The peculiar thing about meaning is that it’s personal. I can write a poem with great emotion and power, but that doesn’t mean someone who reads it will feel that. However, most people can relate to the experience. They may not know who you are writing about, but they feel your plight.

Q6: Favorite activities to relax?

Courtenay: To relax, I usually watch television. It’s a form of media often dubbed a mindless activity, but it is far from it. I am constantly perplexed by writers who refuse to watch TV because it holds so much inspiration that I feel you’re missing out. If I am in the right mood, I read. Listening to audiobooks helps me relax, and it decreases my list of books to read. However, I would say that television is the thing that helps me relax the most. If I feel like something interesting, I usually find an arthouse film, but I turn to Friends if I want to be comforted.

Q7: What is a favorite line/stanza from a writing of yours or others?

Courtenay: A line from a poem I am currently trying to place is:

“Your face would radiate through the Hemingway smoke and the Camus coffee.”

As for a poem by another, I love this line from “An Almost Made Up Poem” by Charles Bukowski:

“she’s mad but she’s magic. there’s no lie in her fire.”

Q8: What kind of music do you enjoy? Favorite musical artists, influences, songs that inspire?

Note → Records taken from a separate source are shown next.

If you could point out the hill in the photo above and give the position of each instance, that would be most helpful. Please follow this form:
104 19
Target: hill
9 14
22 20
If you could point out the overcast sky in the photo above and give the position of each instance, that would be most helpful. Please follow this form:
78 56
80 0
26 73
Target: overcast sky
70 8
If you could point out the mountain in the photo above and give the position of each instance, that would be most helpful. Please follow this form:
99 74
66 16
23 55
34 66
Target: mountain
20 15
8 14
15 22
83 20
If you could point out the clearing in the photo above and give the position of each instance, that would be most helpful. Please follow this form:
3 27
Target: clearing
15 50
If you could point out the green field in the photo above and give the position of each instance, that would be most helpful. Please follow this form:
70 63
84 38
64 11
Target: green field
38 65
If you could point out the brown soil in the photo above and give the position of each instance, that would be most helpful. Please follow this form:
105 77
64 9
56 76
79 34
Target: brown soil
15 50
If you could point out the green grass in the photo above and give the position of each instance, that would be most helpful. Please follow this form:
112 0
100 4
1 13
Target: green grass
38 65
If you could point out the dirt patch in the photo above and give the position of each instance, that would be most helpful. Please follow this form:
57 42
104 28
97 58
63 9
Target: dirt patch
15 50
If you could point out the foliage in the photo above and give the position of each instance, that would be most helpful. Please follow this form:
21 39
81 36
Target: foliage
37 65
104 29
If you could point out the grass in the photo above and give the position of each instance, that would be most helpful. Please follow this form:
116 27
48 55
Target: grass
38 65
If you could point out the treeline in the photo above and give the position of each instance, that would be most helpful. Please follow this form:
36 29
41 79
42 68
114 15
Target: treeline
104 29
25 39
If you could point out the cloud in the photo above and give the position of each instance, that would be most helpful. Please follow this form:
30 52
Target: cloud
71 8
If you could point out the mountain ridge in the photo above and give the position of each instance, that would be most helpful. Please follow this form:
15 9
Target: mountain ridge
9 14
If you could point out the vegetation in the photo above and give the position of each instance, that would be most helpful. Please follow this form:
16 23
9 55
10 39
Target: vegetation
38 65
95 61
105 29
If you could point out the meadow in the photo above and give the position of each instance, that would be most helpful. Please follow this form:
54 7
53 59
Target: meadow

Courtenay: My favourite band is Pink Floyd. I’ve been listening to their music since I was a small child. I am also a superfan of Lana Del Rey. Her music inspires my writing enormously. Her entire aesthetic and persona mirror my own. My favourite album of hers is “Born To Die (Paradise Edition)”. Last year, I was introduced to the Canadian band Alvvays, and I have completely fallen in love with their stuff. One of their songs inspired the title for my current work in progress.

Q9: Any recent or forthcoming projects that you’d like to promote?

Courtenay: I have a blog where I post a lot of my work. All you have to do is type www.courtenayscorner.com into the search bar, and you’re golden. I have poetry and flash faction forthcoming in Sledgehammer Lit and Gutslut Press. You can follow me on Twitter (@courtenaywrites) for all updates

Bonus Question: Are there any funny memories that you can recall during your writing or creative journey?

Courtenay: I am not a prude by any means, but I find writing sex scenes to be slightly embarrassing. I will gladly watch and read sex scenes, but I get silly about it when it comes to writing them myself. I secretly read the entire Fifty Shades of Grey trilogy when I was fourteen, but I still can’t write a sex scene without bursting into hysterics.